Thursday, 4 October 2012

Teenagehood


Today i was just thinking that my teenage years were some of the hardest to date. For starters i thought i knew everything and hence any instruction from my parents was of course up for debate. As you can imagine this did not sit well with my parents who knew better than me and also knew that i really did not know anything and was just a normal teenager, going through a normal and very uncomfortable phase for everyone. Unfortunately for them I was their first teenager and sometimes they were just as enraged as I was and frankly sometimes we all did not know how to cope with it all.  All my crushes at the time were on guys who would never look twice at me or give me the time of day if only to say hi and most of my time, when not writing in a diary (which was usually torn in a few months for security reasons) was spent looking at the world map in an attempt to pick a suitable destination that I would go to as soon as I won the lotto or got enough money to run away in a similar miraculous fashion.

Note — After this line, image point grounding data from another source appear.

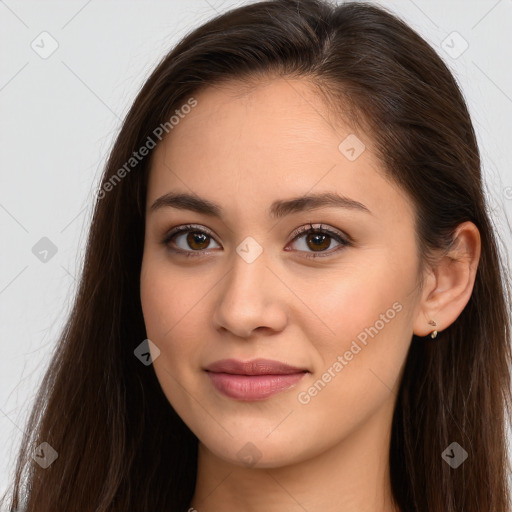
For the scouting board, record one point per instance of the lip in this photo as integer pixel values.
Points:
(252, 380)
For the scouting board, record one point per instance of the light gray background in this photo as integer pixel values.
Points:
(60, 114)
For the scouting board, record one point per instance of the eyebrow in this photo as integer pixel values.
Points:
(278, 209)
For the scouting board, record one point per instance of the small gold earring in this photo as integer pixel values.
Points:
(433, 334)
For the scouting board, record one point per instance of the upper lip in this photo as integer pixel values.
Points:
(253, 367)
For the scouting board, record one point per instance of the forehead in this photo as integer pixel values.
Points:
(272, 140)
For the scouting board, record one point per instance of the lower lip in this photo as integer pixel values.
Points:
(253, 387)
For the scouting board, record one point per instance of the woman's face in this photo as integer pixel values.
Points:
(243, 283)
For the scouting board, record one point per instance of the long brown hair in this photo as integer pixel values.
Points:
(121, 446)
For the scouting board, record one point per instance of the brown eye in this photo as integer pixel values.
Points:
(317, 240)
(188, 240)
(197, 240)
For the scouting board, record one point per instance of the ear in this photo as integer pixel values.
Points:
(448, 285)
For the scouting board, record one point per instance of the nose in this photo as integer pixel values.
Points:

My teachers were yet another drag story and not being able to fit into any of the fashionable cliques and not interested I was pretty much a loner. I was convinced no one understood me and in my mind it was indeed me against the whole world.  

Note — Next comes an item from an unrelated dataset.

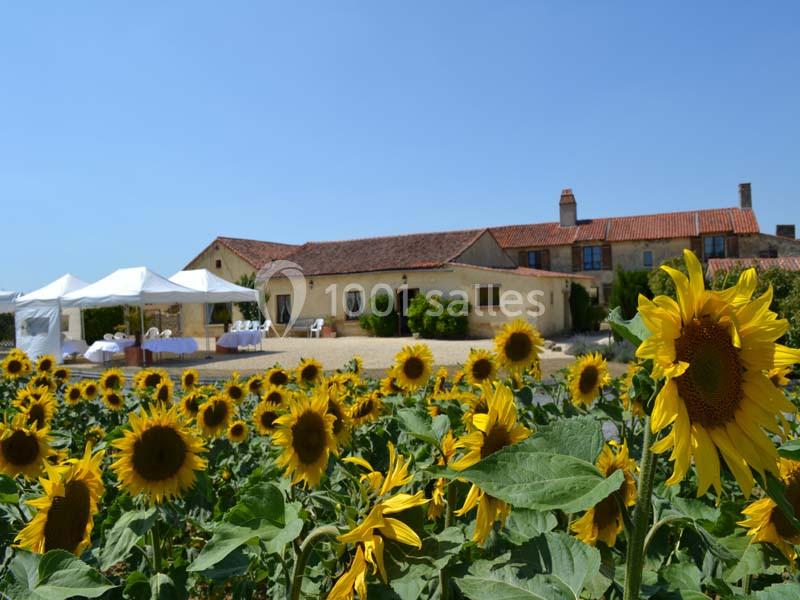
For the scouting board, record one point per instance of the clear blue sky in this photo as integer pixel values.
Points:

Looking back, I realise I had no idea of who I was and everyday was a journey to discovering myself and who I wanted to be in life. It was also a stage where I became very self-conscious and every outburst of acne seemed worse than a tsunami in any part of the world. It didn’t help me much that I had a very small body and as a result my peers felt they had to do a whole lot of censoring when around me when discussing the trending topics which were boys and dating. My oversized pair of spectacles were not of much help either and quite often you would find me buried in a book, reading was one of my favourite hobbies and it still is. It gave me a chance to live in another world, to be someone else and picture a lot of places that I had never been to. What I wanted to do when I grew up changed almost every year ranging from being a lawyer, psychologist, tour guide, farmer amongst other things. To be fair, it was not all bad experiences, it was also a time that I made some of the friendships that I have up to this day, read most of my bible, got my first valentine’s card and eventually my first boyfriend, discovered video games and what a great and bad thing the internet was and though I might not have known for sure what I wanted to be, what I did not want to be was very clear to me even at that time. 

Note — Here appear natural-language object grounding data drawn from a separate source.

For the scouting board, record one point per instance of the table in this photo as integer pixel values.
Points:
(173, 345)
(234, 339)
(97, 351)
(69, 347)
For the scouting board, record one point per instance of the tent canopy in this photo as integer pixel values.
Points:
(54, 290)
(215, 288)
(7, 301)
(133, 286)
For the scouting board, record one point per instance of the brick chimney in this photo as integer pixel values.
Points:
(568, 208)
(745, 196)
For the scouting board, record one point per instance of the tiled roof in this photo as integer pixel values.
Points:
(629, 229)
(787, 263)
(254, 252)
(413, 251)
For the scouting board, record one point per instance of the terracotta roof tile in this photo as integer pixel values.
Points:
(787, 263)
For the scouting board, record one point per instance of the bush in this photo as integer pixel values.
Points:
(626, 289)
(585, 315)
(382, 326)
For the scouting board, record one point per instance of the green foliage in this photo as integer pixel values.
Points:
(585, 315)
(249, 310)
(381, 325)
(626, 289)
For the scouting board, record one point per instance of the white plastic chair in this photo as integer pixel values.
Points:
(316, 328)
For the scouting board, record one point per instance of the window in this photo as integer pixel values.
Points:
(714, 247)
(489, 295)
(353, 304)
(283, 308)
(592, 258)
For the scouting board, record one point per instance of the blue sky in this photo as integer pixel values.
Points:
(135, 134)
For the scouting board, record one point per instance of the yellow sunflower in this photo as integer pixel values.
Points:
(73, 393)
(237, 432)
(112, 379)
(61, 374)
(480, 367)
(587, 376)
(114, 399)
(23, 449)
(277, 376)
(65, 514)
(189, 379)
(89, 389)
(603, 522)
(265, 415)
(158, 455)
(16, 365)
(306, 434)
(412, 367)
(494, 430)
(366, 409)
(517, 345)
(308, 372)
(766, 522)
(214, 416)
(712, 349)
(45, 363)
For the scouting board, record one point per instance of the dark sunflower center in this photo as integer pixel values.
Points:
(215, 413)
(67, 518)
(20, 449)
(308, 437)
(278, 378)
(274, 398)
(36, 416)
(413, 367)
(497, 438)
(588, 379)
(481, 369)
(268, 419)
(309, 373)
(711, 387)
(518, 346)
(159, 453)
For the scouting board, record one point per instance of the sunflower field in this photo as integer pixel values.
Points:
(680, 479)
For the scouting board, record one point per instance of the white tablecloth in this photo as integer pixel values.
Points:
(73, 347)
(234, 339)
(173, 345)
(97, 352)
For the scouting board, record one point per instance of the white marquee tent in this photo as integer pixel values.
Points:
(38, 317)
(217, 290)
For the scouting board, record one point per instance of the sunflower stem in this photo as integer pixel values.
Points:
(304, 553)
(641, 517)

I have been privileged enough to live through teenage hood all over again, mostly through my younger sisters and seeing them struggle and somewhat striving in it all has made me understand that some things can only be understood in reverse. I see the look of confusion in my youngest sister’s eyes when I try to explain how a few years from now most of the stuff she worries about is not going to matter and she will not be seen dead with any of the guys she envies now lol. I however realise that like me, she will have to live it all and probably only understand it later and all I can do is to give this advice that sometimes, oh wait, usually falls on deaf ears and hope that she doesn’t burn herself and leave scars in the process for some often do at this stage. I definitely would not want to go back and do it all over again but I know for sure that I would not want to take anything away from it all for it was part of a long journey to self-discovery.